Abstract
It is well known that textures with sufficiently distinct power spectra are perceptually distinct, and that some higher-order spatial correlations also support texture discrimination and segmentation. However, a concise parameterization of the correlation structure relevant to perception is as yet elusive. We attempt to bring together a range of psychophysical and analytical results to suggest a minimal structure for the perceptual space of textures.
The motivation for the present approach is that the visual system is likely to represent image statistics in a manner that is efficient, but perhaps not comprehensive. We hypothesize that any texture is perceptually equivalent to a texture for which all statistics of all orders can be reconstructed from a small subset of image statistics. A natural formalization of this reconstruction is maximum entropy extension (Zhu et al., 1998).
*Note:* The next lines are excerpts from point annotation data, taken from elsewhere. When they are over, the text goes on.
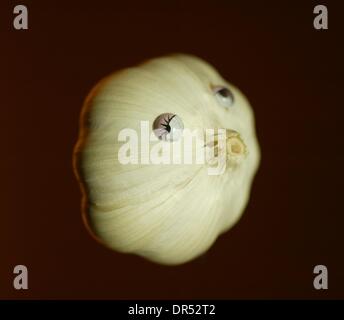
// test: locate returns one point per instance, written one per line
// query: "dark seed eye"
(224, 96)
(168, 126)
(224, 92)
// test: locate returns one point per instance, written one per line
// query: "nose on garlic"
(169, 214)
(227, 145)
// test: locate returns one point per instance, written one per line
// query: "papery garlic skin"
(172, 213)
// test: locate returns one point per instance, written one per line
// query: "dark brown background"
(293, 76)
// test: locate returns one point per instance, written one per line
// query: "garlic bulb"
(150, 189)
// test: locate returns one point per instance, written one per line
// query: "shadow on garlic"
(166, 155)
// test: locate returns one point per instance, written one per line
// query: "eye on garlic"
(168, 211)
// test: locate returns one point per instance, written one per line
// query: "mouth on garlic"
(155, 181)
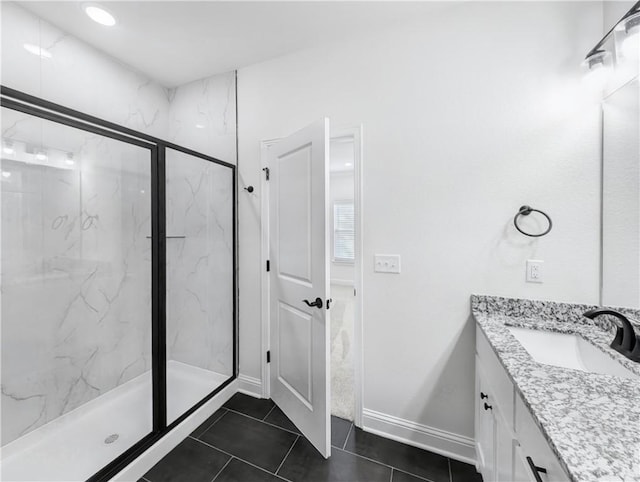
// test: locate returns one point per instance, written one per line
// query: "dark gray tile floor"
(251, 440)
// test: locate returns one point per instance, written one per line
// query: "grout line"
(382, 463)
(241, 460)
(285, 457)
(347, 439)
(272, 408)
(214, 422)
(262, 421)
(412, 475)
(223, 467)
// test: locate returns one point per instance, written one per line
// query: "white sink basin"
(568, 351)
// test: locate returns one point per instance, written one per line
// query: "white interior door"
(299, 333)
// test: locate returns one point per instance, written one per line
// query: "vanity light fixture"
(39, 51)
(629, 29)
(99, 15)
(597, 68)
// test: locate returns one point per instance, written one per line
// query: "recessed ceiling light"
(39, 51)
(100, 15)
(8, 148)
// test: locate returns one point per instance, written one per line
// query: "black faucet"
(626, 341)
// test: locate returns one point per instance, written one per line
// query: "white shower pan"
(81, 442)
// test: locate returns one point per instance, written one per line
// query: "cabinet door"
(521, 470)
(504, 441)
(534, 445)
(485, 428)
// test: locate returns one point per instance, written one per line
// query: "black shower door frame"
(35, 106)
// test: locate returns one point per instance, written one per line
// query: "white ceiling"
(175, 42)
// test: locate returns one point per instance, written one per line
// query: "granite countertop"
(591, 421)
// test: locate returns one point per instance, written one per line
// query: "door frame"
(356, 134)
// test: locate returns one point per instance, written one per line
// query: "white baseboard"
(140, 466)
(457, 447)
(250, 386)
(342, 282)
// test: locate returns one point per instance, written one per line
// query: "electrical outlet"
(387, 263)
(535, 271)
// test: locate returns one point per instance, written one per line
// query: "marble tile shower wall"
(70, 287)
(200, 265)
(76, 271)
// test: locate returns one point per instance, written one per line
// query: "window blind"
(343, 231)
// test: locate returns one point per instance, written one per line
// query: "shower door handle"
(170, 237)
(317, 303)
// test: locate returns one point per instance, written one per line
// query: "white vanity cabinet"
(509, 445)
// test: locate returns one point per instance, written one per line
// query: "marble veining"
(76, 271)
(200, 265)
(591, 421)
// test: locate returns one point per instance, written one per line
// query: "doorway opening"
(342, 270)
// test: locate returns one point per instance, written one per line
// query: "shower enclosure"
(118, 290)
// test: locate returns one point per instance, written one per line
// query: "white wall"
(341, 187)
(467, 115)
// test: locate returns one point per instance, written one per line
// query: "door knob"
(317, 303)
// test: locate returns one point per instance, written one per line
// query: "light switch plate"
(387, 263)
(535, 271)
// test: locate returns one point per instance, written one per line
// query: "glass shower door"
(76, 298)
(200, 279)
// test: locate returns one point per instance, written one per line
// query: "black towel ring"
(525, 211)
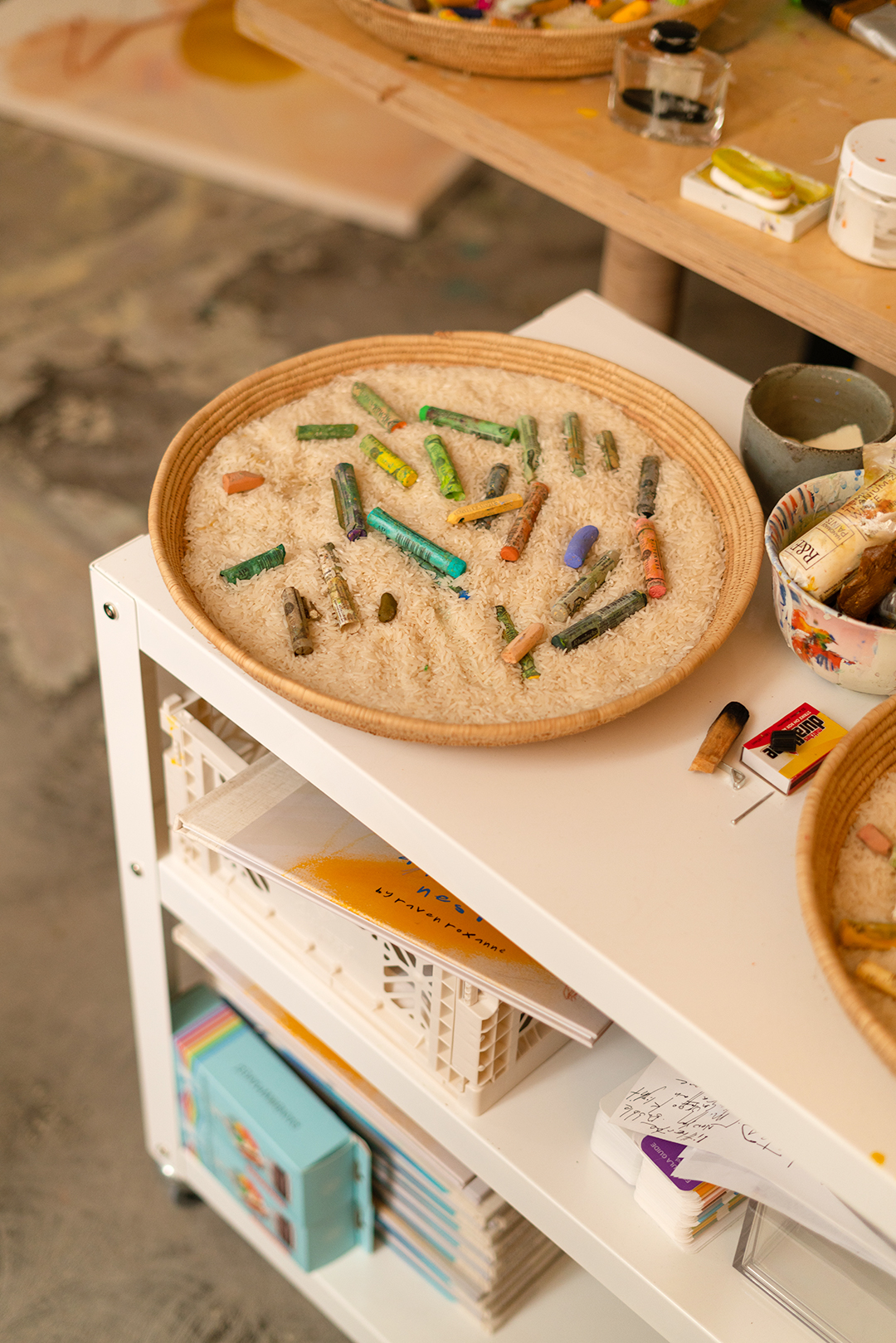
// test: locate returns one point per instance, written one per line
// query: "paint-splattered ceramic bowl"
(846, 652)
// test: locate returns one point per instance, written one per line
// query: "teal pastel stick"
(416, 544)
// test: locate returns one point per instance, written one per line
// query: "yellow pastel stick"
(485, 508)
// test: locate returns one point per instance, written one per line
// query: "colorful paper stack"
(431, 1210)
(266, 1136)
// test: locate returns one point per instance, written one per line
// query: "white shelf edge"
(377, 1299)
(687, 1299)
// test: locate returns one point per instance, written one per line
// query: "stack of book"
(431, 1210)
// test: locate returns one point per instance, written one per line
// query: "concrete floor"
(129, 295)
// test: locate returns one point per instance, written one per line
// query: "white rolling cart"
(599, 854)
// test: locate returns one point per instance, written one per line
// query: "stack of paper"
(434, 1212)
(698, 1141)
(270, 820)
(692, 1212)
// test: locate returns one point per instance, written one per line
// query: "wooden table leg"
(640, 281)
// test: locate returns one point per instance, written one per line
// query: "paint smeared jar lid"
(868, 156)
(674, 36)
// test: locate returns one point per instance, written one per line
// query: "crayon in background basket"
(416, 544)
(494, 486)
(296, 614)
(609, 450)
(348, 501)
(338, 590)
(522, 529)
(312, 431)
(609, 616)
(645, 535)
(468, 425)
(575, 445)
(575, 596)
(387, 461)
(531, 449)
(257, 564)
(509, 630)
(444, 468)
(377, 407)
(648, 484)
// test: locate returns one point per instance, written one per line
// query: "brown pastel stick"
(722, 737)
(855, 932)
(876, 841)
(236, 483)
(645, 538)
(522, 529)
(524, 642)
(879, 978)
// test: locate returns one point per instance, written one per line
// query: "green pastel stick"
(531, 447)
(468, 425)
(416, 544)
(306, 431)
(377, 407)
(609, 616)
(258, 563)
(444, 468)
(509, 630)
(578, 594)
(575, 446)
(607, 445)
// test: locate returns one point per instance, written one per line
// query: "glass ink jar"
(863, 212)
(668, 88)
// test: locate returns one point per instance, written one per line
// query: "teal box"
(269, 1139)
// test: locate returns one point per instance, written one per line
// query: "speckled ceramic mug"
(796, 401)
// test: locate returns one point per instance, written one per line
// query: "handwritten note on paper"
(664, 1104)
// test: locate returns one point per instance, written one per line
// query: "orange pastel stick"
(522, 529)
(236, 483)
(649, 547)
(872, 837)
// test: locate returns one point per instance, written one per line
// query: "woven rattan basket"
(512, 54)
(843, 783)
(679, 430)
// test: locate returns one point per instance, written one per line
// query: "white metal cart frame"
(599, 854)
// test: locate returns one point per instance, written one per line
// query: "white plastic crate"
(468, 1039)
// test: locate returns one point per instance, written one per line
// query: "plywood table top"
(796, 89)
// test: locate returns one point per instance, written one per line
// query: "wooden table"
(796, 89)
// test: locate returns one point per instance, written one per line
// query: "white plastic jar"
(863, 215)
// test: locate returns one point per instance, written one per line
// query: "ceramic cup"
(796, 401)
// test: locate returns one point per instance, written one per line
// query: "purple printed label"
(666, 1156)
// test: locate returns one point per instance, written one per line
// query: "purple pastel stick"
(579, 547)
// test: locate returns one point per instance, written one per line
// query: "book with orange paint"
(273, 821)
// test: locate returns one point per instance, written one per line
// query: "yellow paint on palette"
(402, 898)
(212, 46)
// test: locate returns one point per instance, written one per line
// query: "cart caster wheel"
(179, 1193)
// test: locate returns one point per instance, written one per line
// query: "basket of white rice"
(558, 41)
(846, 878)
(436, 670)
Filtered Gaussian noises can always be set in this framework, consistent with the notion that second-order statistics typically support texture discrimination. For textures defined by high-order correlations extended along one dimension, discriminability appears to be based on induced differences in the luminance histogram of multicheck blocks, or induced long-range second-order statistics. In two dimensions, the simplest scenario is that of binary textures in 2x2 blocks. Only a small subset of assignments of block probabilities allows for maximum entropy extension. Two of these correspond to previously-recognized families of binary isodipole textures, but other components of this subset correspond to as-yet unrecognized isodipole textures that are highly discriminable. These observations suggest that perceptual texture space is usefully parameterized by maximum-entropy extension of pixel histogram and second-order statistics at many scales, and fourth-order statistics restricted to two-dimensional nearest-neighbor cliques. Predictions and shortcomings of this view will be discussed.